By the end of this treatment trial, Jim had completed his first year of high school. Now, at age 15 years, his response to treatment had led to the recovery of nearly all the premorbid functioning he held before his first psychotic episode. However, Jim still felt unsatisfied with the amount of benefit he was getting from the clozapine, as it related to the auditory hallucinations he continued to experience throughout each day. Therefore, a decision was made to augment his treatment with electroconvulsive therapy (ECT). This intervention had been discussed during the previous school year. It had been delayed until the summer to prevent any potential memory impairment during the procedure from affecting his academic performance. By the end of his 12-session ECT index series, and the end of his summer break, the auditory hallucination voices were softer. His previously mentioned OCD symptoms were also stable and continued to stay in remission.
Conclusion
This case report highlights several important points. either previously missing from the scientific record or with limited mention. These include the prevalence of OCD in youth with treatment-resistant schizophrenia and the strong response these individuals have to the first-line treatment for OCD, ERP. It also highlights how youth with schizophrenia and other psychoses can benefit from psychotherapy, especially systematic cognitive psychotherapy techniques. This goes contrary to the pessimistic bias many in our field often associate with using psychotherapy with this more severely ill population.
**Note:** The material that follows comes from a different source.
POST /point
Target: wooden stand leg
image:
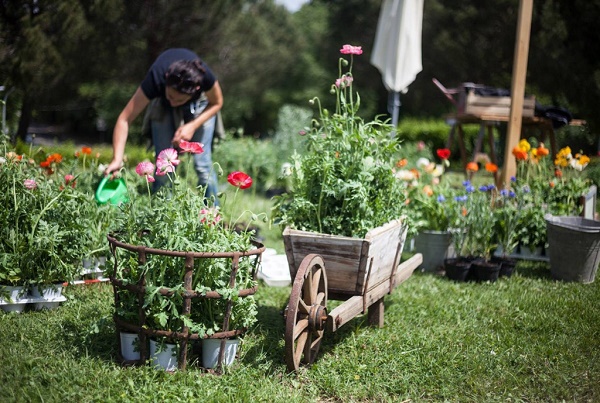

To evaluate if these results are replicable and generalizable to this patient population, it is important that future studies be conducted. Until then, this case can serve as a point of optimism for clinicians who read it: that despite the poor prognosis often faced by those with early onset schizophrenia, if faced with co-occurring OCD, there exists a precedent of similar individuals responding to treatment for this psychiatric comorbidity.
Footnotes
Declaration of Conflicting Interests
The author declared no potential conflicts of interest with respect to the research, authorship, and/or publication of this article.
Funding
The author received no financial support for the research, authorship, and/or publication of this article.
Statement of Informed Consent and Ethical Approval
Informed assent and consent were obtained from the patient and his parents respectively.